Indonesia mempunyai alam yang indah. Dia senang bisa mengunjungi tempat-tempat di Indonesia. Meski demikian, ada saja hal kecil yang sedikit mengusiknya.
Masalah transportasi! Kita tahu sendiri kan bagaimana keadaan transportasi umum Indonesia. Masih sangat jauh dari kata layak. David bercerita tentang pengalamannya naik kereta api ketika dia ke Banyuwangi. Kereta Indonesia memang dirancang dengan postur tubuh orang Indonesia yang kecil, sedangkan tinggi tubuhnya melebihi rata-rata orang Indonesia. Dia harus duduk bersabar menahan kaki di dalam bangku kereta yang sempit selama 12 jam perjalanan dari Semarang ke Banyuwangi.
Relawan asal Amerika ini sangat menyukai pemandangan alam Indonesia! Gunung, laut, pantai, pulau-pulau, dan rimbunnya hutan membuatnya dia betah jalan-jalan. Keindahan Indonesia benar-benar menakjubkan.
Ada cerita menarik dari David. Dia termasuk salah seorang pencinta naik gunung. Dia sudah mendaki Gunung Merapi dan Gunung Ungaran.

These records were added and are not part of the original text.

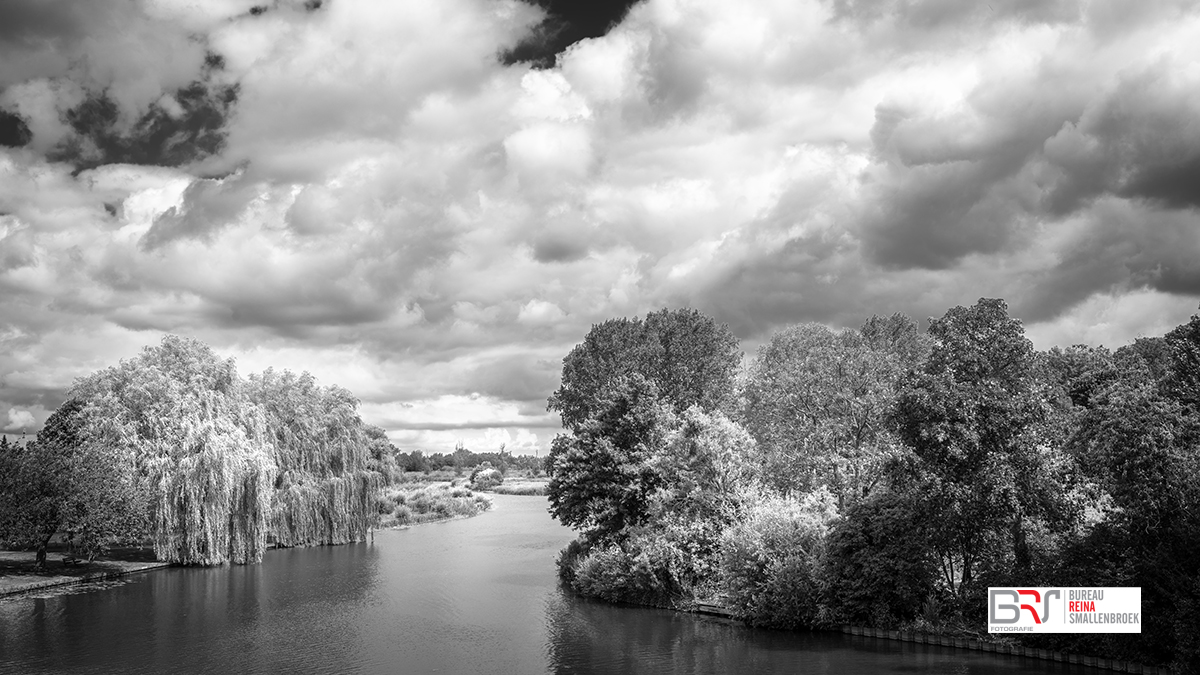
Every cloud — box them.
[2,408,35,434]
[0,0,1200,450]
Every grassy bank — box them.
[379,483,492,527]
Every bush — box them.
[571,536,688,607]
[470,467,504,490]
[380,485,492,527]
[826,482,936,628]
[720,488,836,628]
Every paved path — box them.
[0,551,170,596]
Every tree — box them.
[742,319,902,506]
[547,375,674,543]
[1064,360,1200,669]
[547,307,742,430]
[71,335,276,565]
[894,299,1070,590]
[246,369,391,546]
[0,399,146,568]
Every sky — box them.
[0,0,1200,454]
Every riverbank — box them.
[680,602,1174,675]
[0,483,492,597]
[0,551,170,597]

Kata dia, pendakian di Indonesia sangat unik. Ketika dia naik gunung di negara asalnya, semua orang mendaki pada pagi atau siang hari. Namun, saat dia di Indonesia, hampir sebagian besar mendaki pada malam hari.
Menurut dia, itu merupakan hal yang menarik sekaligus membahayakan. Bahkan, ketika dia cerita kepada orang tuanya bahwa dia mendaki pada malam hari, kedua orang tuanya sedikit tidak percaya dan terkaget-kaget.
Hidup sebagai relawan di negeri orang telah mengajarkannya tentang banyak hal. Dari situlah dia belajar bahwa hidup itu bukan sekedar hidup. Lebih dari itu, hidup adalah tentang memberi manfaat kepada orang lain dan sekitarnya.
Sedangkan traveling adalah sebuah guru hidup yang tidak akan lekang dimakan waktu. Kemanapun kamu pergi dan dimanapun itu, ada banyak pelajaran yang bisa kamu petik dari nya. Maka, jangan pernah berhenti untuk traveling. Karena manusia tidak boleh berhenti untuk belajar agar menjadi manusia yang lebih baik lagi.
Baca juga:
***
Artikel ini dibuat setelah saya berbincang langsung dengan David beberapa hari sebelum dia kembali ke Amerika. Kami belum lama kenal, tapi sosoknya telah menginspirasi saya. Bahwa sebagai manusia, jangan hanya ‘sekadar hidup’. Bermanfaatlah untuk orang lain dan jangan pernah berhenti traveling, karena traveling adalah guru kehidupan.
Thank you Mas David. It’s really nice to know you even just a moment.